How to Plot KMeans Clusters in Python

07.11.2021

Intro

When modeling clusters with algorithms such as KMeans, it is often helpful to plot the clusters and visualize the groups. This can be done rather simply by filtered our data set and using matplotlib, however, depending on the dimensions of your data set, there can be many ways to plot the clusters. In this article, we will learn how to plot KMeans clusters in Python.

Loading the Data

We begin by loading the iris data set from the sklearn package. We simply load the data and store the resulting data frame in a variable.

from sklearn.datasets import load_iris
df = load_iris(as_frame=True).data
df
sepal length (cm) sepal width (cm) petal length (cm) petal width (cm)
0 5.1 3.5 1.4 0.2
1 4.9 3.0 1.4 0.2
2 4.7 3.2 1.3 0.2
3 4.6 3.1 1.5 0.2
4 5.0 3.6 1.4 0.2
... ... ... ... ...
145 6.7 3.0 5.2 2.3
146 6.3 2.5 5.0 1.9
147 6.5 3.0 5.2 2.0
148 6.2 3.4 5.4 2.3
149 5.9 3.0 5.1 1.8

150 rows × 4 columns

Fitting the Kmeans Model

Our next step is to fit a kmeans model. We won't go into too much detail here about tuning the model. For now, we will just select 3 clusters and then predict using fit_predict on our dataset. This results in an array containing predicted clusters for each row in our data frame.
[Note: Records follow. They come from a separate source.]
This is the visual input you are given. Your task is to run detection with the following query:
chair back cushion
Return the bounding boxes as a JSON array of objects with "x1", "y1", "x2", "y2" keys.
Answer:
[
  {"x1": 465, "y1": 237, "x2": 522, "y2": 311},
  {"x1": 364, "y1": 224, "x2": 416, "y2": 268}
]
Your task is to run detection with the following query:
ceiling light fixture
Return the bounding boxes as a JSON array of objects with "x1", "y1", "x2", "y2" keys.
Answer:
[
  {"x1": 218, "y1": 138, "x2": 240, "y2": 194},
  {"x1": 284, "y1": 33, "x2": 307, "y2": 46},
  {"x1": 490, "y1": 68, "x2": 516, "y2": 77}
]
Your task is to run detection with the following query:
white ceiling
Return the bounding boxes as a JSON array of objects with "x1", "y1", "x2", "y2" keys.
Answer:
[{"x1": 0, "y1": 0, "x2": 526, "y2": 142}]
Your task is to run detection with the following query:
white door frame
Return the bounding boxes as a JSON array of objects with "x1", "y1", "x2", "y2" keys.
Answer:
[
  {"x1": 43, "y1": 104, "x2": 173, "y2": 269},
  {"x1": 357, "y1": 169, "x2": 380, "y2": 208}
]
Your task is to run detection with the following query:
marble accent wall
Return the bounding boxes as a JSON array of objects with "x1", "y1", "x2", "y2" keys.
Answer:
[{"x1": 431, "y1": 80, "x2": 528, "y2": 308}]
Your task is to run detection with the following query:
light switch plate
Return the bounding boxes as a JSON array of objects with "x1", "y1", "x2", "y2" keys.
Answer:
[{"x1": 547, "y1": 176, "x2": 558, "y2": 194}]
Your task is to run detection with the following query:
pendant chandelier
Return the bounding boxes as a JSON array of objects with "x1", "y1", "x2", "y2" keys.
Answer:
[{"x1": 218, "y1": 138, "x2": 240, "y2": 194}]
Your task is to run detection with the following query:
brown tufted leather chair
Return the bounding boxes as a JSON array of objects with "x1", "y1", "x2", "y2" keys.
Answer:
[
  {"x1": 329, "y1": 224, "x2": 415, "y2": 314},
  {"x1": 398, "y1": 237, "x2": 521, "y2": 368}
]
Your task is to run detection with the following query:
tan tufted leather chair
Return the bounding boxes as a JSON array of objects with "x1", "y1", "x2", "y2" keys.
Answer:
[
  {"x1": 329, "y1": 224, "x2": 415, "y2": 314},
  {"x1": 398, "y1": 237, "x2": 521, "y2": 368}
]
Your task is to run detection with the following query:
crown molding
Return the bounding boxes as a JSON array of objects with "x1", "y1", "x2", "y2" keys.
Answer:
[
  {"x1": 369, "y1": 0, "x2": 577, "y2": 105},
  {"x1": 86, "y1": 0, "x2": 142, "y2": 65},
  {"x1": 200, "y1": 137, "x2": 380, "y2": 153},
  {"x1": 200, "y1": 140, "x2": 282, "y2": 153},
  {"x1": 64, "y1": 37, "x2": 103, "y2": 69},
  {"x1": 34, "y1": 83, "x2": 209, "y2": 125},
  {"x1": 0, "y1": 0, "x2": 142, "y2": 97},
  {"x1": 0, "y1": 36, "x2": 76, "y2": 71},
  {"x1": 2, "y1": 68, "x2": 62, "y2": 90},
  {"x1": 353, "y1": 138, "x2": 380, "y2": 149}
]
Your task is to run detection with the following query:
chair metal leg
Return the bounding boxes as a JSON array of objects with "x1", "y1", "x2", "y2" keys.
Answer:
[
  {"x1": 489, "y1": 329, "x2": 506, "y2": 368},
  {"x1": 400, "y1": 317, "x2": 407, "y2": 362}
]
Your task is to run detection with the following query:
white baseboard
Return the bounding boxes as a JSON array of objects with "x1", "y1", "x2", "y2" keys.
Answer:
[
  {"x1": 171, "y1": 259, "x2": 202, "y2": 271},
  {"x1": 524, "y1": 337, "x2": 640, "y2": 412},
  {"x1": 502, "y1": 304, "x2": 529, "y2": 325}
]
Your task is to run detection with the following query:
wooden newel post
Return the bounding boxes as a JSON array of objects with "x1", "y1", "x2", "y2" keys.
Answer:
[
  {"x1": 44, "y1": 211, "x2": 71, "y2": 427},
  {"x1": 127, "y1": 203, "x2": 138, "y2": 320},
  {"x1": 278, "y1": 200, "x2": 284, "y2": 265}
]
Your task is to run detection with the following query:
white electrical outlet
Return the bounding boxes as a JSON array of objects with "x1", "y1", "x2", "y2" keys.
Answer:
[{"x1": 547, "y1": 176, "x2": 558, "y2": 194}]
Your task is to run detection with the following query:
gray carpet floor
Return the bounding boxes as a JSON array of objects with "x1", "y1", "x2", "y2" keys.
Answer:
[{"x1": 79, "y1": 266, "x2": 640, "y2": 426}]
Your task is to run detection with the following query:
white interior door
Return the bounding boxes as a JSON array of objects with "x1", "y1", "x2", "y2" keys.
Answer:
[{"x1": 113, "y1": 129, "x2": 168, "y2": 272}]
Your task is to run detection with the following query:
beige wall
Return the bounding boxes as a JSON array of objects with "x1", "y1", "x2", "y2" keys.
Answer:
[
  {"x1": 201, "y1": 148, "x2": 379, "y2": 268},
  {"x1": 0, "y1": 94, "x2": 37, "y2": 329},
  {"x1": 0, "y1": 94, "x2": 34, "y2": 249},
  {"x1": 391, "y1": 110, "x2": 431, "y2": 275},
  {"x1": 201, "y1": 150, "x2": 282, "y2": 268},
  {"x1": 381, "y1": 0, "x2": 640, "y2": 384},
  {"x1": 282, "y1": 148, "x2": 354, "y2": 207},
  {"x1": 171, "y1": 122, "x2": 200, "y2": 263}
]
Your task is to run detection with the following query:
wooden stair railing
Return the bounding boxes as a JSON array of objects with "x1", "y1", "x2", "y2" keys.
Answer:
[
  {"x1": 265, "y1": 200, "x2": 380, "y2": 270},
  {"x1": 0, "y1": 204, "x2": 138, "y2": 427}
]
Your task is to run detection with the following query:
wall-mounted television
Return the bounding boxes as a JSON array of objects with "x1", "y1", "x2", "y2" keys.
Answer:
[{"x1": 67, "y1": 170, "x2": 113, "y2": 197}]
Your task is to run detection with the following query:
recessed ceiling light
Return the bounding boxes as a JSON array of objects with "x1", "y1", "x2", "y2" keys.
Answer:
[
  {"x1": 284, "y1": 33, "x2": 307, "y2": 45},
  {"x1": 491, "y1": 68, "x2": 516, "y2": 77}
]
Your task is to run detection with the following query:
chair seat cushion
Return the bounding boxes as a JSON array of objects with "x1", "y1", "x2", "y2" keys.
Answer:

from sklearn.cluster import KMeans
 
kmeans = KMeans(n_clusters = 3)
 
label = kmeans.fit_predict(df)
 
print(label)
[0 0 0 0 0 0 0 0 0 0 0 0 0 0 0 0 0 0 0 0 0 0 0 0 0 0 0 0 0 0 0 0 0 0 0 0 0
 0 0 0 0 0 0 0 0 0 0 0 0 0 1 1 2 1 1 1 1 1 1 1 1 1 1 1 1 1 1 1 1 1 1 1 1 1
 1 1 1 2 1 1 1 1 1 1 1 1 1 1 1 1 1 1 1 1 1 1 1 1 1 1 2 1 2 2 2 2 1 2 2 2 2
 2 2 1 1 2 2 2 2 1 2 1 2 1 2 2 1 1 2 2 2 2 2 1 2 2 2 2 1 2 2 2 1 2 2 2 1 2
 2 1]

Plotting the KMeans Clusters

To plot the data, we can first filter our data set by the labels. This will give us three data sets with the rows filtered into their predicted clusters.

label_0 = df[label == 0]
label_1 = df[label == 1]
label_2 = df[label == 2]

Now there are many ways to plot the data. The idea here is to plot our data sets and compare their respective features. Then, color the obeservations by their cluster.

Let's start by plotting two of our clusters. We will compare sepal length (cm) which is the first column to sepal width (cm) the second column.

import matplotlib.pyplot as plt
 
    
cols = filtered_label0.columns

plt.scatter(label_0[cols[0]], label_0[cols[1]], color = 'red')
plt.scatter(label_1[cols[0]], label_1[cols[1]], color = 'black')
plt.show()

png

In the graph above it is easy to see the speration of the first and second cluster when viewing length and width. Let's add our third cluster now.

plt.scatter(label_0[cols[0]] , label_0[cols[1]], color = 'red')
plt.scatter(label_1[cols[0]] , label_1[cols[1]], color = 'black')
plt.scatter(label_2[cols[0]] , label_2[cols[1]], color = 'green')
plt.show()

png

Here we can see some slight overlap between the second and third cluster suggesting they could be combined, but there is still a nice separation.

Let's try to plot two different columns now. We will use the second and third column which represent sepal width (cm) and petal length (cm) respectively.

plt.scatter(label_0[cols[1]] , label_0[cols[2]], color = 'red')
plt.scatter(label_1[cols[1]] , label_1[cols[2]], color = 'black')
plt.scatter(label_2[cols[1]] , label_2[cols[2]], color = 'green')
plt.show()

png

Now, we could continue this way for each pair of features. For small data sets like this that is not a huge problem. For larger data sets, you may want to use feature reduction techniques such as PCA to only plot combinations of features that are important.